Nonsuppurative sequelae

When occurring with group A strep pharyngitis, nonsuppurative sequelae of scarlet fever include:

Post-streptococcal glomerulonephritis can also occur after scarlet fever associated with group A strep skin infections.

These complications occur after the original infection resolves and involve sites distant to the initial group A strep infection site. They're thought to be the result of the immune response and not of direct group A strep infection.

Prevention

Hand hygiene

Good hand hygiene and respiratory etiquette can reduce the spread of group A strep bacteria.

Antibiotic treatment

After at least 12 hours of treatment with an appropriate antibiotic, someone's ability to transmit group A strep bacteria is reduced.

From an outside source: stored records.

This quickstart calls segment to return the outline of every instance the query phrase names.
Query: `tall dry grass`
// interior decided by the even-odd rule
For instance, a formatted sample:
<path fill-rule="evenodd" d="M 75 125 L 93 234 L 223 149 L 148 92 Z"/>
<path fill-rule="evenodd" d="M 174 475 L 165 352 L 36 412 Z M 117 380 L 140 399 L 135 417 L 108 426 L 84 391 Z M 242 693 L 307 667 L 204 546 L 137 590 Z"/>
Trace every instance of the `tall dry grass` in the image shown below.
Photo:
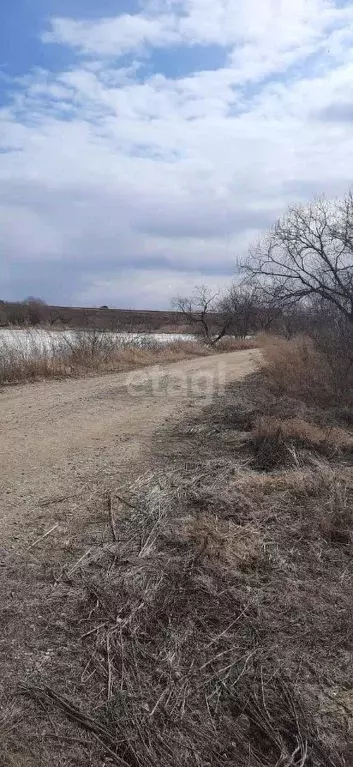
<path fill-rule="evenodd" d="M 319 407 L 352 401 L 339 371 L 307 336 L 290 340 L 262 336 L 263 373 L 272 392 L 286 394 Z"/>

People with scarlet fever should stay home from work, school, or daycare until both of the following are met:

  • They are afebrile
  • At least 12–24 hours after starting appropriate antibiotic therapyA
  1. Per the American Academy of Pediatrics Red Book 2021–2024, children with group A strep infections should not return to school or a childcare setting until well appearing and at least 12 hours after beginning appropriate antibiotic therapy. In certain scenarios, such as an infection in a healthcare worker or in a group A strep outbreak setting, staying home for at least 24 hours after beginning appropriate antibiotics should be considered.